Your Daily Dracula – Sergio Madureira as Vladimir Vladislav, Newton Couto as El Conde, Banquete de Taras (1982)

Your Daily Dracula – Sergio Madureira as Vladimir Vladislav, Newton Couto as El Conde, Banquete de Taras (1982)

One online source prissily translates the title of this Brazilian horror-sex movie as Dinner of Sexual Desires.  It’s a sort-of vampire movie which seems to be heavily influenced by the Mike Raven vehicle Crucible of Terror – not a film many other films would go out of their way to remind you of.

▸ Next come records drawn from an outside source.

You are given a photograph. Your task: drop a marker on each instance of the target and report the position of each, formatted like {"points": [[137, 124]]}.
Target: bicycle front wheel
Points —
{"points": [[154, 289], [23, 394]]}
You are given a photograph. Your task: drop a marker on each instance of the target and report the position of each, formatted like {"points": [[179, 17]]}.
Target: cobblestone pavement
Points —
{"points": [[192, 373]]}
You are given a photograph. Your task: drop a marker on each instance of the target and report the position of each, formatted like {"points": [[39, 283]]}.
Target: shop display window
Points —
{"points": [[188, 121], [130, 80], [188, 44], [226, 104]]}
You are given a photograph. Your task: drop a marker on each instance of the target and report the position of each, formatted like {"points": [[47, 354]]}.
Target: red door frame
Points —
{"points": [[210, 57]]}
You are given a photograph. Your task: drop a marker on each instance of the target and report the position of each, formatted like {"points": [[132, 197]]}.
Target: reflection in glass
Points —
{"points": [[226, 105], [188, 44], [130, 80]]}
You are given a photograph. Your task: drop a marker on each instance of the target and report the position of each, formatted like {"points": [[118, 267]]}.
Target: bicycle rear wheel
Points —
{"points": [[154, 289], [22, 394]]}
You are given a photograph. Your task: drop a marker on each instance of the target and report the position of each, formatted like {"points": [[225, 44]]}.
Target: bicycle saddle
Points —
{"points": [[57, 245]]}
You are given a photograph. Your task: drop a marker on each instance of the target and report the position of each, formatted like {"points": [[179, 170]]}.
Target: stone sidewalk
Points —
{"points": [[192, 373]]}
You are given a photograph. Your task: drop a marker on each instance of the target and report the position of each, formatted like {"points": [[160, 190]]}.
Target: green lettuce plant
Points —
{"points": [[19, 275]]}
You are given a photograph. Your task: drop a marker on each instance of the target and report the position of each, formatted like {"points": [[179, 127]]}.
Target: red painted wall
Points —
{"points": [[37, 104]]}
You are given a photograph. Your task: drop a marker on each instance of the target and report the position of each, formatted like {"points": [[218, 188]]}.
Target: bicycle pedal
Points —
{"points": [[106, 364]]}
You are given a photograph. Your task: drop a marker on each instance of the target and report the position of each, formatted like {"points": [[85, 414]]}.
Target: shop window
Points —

Gregor Nastase (Jotta Barroso), a diminutive creepy guy, travels from Tranyslvania to Brazil – amusing himself on a coach by demonstrating his hypnotic power by making a sleeping woman masturbate – to the mansion of Vladimir Vladislav (Sergio Madureira), a descendent of Count Dracula who is also a sculptor.  Vladimir has the usual lumbering, bald hunchbacked minion and a big portrait of ‘el Conde’ (Newton Couto) over his mantelpiece.  Nastase – presumably the only Romanian name writer-director Carlos Alberto Almeida could think of – uses his powers to make the portrait come to life (or seem to come to life) so Dracula can do leering double takes whenever there’s any action in the big front room.  It’s sort of a comedy idea, but the film is rather solemn.  In the style of those Italian gothics of the early 1960s, a carload of fashion models (Bianca Blonde, Kelly Berg, Christina Keller, Sonia Bruna) are summoned from Rio de Janiero to the estate and put under the fluence.  This means they frolic naked with each other in a big fountain or dance sexily while eating fruit at the banquet table of the title, then one by one drift downstairs in see-through nighties to have sort of sex with Vladimir, who stabs them, drinks their blood from a chalice and coats them in plaster for the minions to put on pedestals in the garden.

Hardboiled, square-jawed, grinning Inspector Peri (Edson Heath) – whose hetero macho lifestyle contrasts with the perviness of the decadent Dracula offspring – and his sidekick (Edmundo Telles) set out to find the missing girls, and it all ends in the garden, rather anticlimactically, as a drop of blood gives the game away.  I saw it in unsubtitled Portuguese, so I’m not sure whether Vladimir is supposed to be a real vampire or (as he seems to say) an impotent psychopath.  The focus of the film is on the minion Nastase rather than the master, who dons a scarlet-lined cape for ceremonial sex/blood rites, and there are recognisable chunks of Bram Stoker in the dialogue plus a patchwork score from Ravel, Ray Parker Jr, Rick Wakeman, Pink Floyd and Bernard Herrmann (whose agents or estates probably never heard of the film).  There’s an even more obscure midget-themed porn parody As Taras do Mini-Vampiro (1987).